Nowy juror Mam talent ma na swój temat jak najlepszą opinię i nie zamierza tego ukrywać. W dzisiejszej rozmowie z Faktem przekonuje, że jest właściwym człowiekiem na właściwym miejscu. I oczywiście znacznie lepszym niż jego poprzednik, Kuba Wojewódzki.
Gdy byłem szefem radia Zet, przez czternaście lat starałem się wyłowić talenty muzyczne, ale też dziennikarskie. Więc myślę, że mam do tego oko - chwali się w tabloidzie. Staram się osobom, które przychodzą do programu powiedzieć też coś merytorycznego, dlatego że dla nich są to czasami najważniejsze dwie minuty w życiu. Nie można tylko i wyłącznie obrócić tego w żart. Nie sądziłem, że będzie tak ciężko. Najgorzej było podczas castingów. Wracałem do hotelu i nie mogłem zasnąć.

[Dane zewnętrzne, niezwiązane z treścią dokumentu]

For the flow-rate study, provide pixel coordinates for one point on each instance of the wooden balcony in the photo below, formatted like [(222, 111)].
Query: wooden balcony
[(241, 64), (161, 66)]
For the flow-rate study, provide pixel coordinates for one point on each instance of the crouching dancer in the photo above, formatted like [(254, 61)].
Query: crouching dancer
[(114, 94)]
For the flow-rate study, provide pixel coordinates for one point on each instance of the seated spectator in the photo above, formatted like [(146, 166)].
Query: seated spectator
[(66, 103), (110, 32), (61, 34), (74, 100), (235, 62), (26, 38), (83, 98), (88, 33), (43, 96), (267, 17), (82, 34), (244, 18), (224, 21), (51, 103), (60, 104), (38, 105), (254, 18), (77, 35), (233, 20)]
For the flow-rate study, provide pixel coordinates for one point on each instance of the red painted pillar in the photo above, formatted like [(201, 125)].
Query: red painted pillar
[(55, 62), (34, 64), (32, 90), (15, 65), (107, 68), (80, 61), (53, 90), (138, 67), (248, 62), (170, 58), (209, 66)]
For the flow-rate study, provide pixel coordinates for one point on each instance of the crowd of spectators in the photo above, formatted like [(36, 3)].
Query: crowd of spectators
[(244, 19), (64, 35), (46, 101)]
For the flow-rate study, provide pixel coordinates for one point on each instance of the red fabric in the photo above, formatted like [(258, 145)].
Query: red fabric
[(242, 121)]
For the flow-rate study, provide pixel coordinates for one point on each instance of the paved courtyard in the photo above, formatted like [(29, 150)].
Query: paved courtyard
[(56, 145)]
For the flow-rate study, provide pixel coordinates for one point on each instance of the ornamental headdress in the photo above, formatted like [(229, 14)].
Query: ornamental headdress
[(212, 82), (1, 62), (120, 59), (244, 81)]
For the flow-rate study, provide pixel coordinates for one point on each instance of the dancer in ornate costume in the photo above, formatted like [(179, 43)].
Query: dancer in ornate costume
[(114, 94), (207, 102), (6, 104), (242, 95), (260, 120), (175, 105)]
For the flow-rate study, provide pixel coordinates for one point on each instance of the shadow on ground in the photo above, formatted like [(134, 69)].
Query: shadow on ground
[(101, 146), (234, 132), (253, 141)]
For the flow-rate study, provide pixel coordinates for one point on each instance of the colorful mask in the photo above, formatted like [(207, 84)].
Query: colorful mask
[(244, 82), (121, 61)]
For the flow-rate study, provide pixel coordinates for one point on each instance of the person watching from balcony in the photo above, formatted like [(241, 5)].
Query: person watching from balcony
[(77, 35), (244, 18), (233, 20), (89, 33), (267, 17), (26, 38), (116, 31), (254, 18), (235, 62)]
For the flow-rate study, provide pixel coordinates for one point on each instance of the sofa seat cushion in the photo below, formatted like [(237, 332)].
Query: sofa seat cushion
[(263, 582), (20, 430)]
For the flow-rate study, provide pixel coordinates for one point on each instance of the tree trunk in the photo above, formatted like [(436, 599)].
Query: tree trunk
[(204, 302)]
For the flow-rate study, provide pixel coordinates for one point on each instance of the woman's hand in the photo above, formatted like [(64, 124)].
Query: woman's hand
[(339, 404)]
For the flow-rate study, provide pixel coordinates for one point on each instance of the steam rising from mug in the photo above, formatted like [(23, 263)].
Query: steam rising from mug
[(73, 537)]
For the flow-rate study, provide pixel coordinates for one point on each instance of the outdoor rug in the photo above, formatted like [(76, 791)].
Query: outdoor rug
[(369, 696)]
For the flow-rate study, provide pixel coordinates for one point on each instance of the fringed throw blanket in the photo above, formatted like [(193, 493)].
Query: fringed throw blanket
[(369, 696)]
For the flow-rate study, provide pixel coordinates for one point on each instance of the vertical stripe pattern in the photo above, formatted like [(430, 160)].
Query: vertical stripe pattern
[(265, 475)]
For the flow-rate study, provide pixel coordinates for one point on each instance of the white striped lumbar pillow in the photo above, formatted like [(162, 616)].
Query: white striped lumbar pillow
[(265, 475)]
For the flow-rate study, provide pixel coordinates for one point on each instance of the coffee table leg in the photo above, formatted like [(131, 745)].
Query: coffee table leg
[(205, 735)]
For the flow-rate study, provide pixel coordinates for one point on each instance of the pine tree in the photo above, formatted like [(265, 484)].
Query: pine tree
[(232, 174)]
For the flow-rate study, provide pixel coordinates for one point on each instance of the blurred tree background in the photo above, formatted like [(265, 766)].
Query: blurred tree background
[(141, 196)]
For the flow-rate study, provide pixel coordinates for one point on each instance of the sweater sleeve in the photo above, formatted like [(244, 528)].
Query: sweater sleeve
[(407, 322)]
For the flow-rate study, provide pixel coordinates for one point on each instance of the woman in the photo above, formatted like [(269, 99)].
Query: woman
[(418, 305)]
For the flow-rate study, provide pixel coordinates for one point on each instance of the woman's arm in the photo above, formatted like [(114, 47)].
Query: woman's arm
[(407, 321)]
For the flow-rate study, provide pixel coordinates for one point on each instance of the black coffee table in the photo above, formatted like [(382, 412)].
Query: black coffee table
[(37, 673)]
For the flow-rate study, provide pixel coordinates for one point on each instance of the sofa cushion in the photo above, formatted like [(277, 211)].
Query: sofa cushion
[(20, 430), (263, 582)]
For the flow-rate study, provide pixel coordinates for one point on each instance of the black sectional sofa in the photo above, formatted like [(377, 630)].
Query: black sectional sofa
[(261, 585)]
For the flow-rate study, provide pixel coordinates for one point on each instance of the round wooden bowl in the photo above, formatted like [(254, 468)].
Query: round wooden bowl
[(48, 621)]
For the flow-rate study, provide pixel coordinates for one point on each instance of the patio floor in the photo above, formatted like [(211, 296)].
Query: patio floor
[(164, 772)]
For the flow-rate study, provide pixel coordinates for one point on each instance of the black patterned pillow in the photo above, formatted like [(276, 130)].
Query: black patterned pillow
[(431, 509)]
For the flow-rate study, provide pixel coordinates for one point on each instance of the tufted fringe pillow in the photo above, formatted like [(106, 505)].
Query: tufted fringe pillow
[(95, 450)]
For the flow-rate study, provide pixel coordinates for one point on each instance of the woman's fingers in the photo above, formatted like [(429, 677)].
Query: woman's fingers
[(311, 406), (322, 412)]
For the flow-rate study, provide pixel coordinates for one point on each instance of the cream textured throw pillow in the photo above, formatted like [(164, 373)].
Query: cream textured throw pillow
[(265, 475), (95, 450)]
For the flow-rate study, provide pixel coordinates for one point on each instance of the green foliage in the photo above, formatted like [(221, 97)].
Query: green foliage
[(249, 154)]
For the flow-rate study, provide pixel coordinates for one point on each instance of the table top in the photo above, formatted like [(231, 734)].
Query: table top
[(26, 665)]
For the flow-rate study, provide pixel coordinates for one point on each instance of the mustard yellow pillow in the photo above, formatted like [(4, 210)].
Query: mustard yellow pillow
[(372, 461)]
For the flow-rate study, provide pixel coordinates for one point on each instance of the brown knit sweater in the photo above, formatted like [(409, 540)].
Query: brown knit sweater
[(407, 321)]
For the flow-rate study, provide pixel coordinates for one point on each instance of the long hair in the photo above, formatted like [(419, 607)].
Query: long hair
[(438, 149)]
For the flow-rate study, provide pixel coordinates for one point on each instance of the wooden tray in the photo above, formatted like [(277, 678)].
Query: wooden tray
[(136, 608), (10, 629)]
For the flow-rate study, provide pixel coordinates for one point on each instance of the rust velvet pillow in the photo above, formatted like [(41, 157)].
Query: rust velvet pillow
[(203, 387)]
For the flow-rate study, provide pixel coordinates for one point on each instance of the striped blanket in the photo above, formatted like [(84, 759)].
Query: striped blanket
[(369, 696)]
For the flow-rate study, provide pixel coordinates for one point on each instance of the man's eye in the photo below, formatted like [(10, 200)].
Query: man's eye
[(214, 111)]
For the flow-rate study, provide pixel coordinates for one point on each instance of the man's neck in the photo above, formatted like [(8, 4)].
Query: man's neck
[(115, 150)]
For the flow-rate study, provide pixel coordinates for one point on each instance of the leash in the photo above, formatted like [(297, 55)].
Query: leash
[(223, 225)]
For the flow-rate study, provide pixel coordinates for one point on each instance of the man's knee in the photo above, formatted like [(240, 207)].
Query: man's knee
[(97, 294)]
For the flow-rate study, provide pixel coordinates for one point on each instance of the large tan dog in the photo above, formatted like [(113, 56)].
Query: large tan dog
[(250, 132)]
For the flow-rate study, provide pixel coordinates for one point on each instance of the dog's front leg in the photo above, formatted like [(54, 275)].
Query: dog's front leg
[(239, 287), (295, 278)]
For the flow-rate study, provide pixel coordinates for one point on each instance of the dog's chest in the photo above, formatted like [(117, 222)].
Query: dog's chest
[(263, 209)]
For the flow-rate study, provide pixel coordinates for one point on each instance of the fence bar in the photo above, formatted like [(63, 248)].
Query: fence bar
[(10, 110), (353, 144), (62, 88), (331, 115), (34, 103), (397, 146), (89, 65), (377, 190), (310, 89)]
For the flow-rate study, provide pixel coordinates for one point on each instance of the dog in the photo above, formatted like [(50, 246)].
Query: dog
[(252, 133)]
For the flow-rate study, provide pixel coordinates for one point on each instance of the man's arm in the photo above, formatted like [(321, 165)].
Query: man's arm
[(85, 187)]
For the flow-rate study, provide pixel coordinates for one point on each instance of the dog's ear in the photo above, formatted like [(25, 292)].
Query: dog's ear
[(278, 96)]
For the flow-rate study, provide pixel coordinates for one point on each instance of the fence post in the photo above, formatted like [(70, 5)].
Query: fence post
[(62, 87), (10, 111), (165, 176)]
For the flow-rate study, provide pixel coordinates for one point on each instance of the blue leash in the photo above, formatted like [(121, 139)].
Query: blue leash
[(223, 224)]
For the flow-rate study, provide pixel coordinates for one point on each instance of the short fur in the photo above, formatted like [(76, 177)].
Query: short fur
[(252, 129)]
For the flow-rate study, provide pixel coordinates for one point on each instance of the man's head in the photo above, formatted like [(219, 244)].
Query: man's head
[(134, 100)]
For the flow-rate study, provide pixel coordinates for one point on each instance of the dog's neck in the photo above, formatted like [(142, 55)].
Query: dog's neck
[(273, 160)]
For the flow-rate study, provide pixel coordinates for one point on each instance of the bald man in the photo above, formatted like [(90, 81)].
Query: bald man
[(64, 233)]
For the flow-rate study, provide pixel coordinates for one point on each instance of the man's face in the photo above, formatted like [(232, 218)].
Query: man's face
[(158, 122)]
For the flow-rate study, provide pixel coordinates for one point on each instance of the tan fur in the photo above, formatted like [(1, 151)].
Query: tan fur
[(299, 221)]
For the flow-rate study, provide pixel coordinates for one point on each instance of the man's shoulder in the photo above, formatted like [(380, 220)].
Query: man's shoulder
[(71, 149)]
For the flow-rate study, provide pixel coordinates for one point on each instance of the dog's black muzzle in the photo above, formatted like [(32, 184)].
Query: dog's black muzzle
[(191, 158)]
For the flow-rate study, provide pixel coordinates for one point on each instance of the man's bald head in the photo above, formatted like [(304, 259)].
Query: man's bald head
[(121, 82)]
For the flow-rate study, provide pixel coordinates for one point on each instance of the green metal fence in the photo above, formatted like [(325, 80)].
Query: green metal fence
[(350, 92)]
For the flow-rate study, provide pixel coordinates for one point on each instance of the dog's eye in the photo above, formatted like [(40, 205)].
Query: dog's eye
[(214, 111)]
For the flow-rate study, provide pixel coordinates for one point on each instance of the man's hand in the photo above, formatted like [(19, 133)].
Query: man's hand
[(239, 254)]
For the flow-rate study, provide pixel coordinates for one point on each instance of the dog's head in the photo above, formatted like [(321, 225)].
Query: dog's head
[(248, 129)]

To przedziwne, bo nawet kilka tygodni później, stojąc pod prysznicem zastanawiałem się, kurczę, dlaczego ta lub inna osoba nie weszła do półfinału. Nie sądziłem, że tak dużo czasu psychicznie poświęcę tym osobom. Myślałem, że przyjdę, siądę, ktoś wejdzie, a ja powiem, że mi się podoba lub nie, a okazuje się, że ja przeżywam ich życie. Jeśli ktoś przychodzi i nie ma talentu, ale widzę, że ma kruchą osobowość, to nie mogę mu powiedzieć czegoś bardzo mocnego, dlatego że on być może się zamknie i nigdy nie będzie czegoś tam robił. A tak naprawdę, sam show telewizyjny nie jest wart tego by łamać komuś życie.
Choć czasem mówię też ostre rzeczy. Jestem i łagodny i ostry. Poza tym często myślę o tym, że to są amatorzy, profesjonalistów ocenia się inaczej. Ja nie miałem nigdy problemu ze srogim ocenianiem profesjonalistów, ale z amatorami trzeba jednak zastosować inną technikę.
Czy są to słowa skierowane do Kuby Wojewódzkiego, który "łamie życie" amatorom? Kupujecie takiego Kozyrę "z ludzką twarzą"?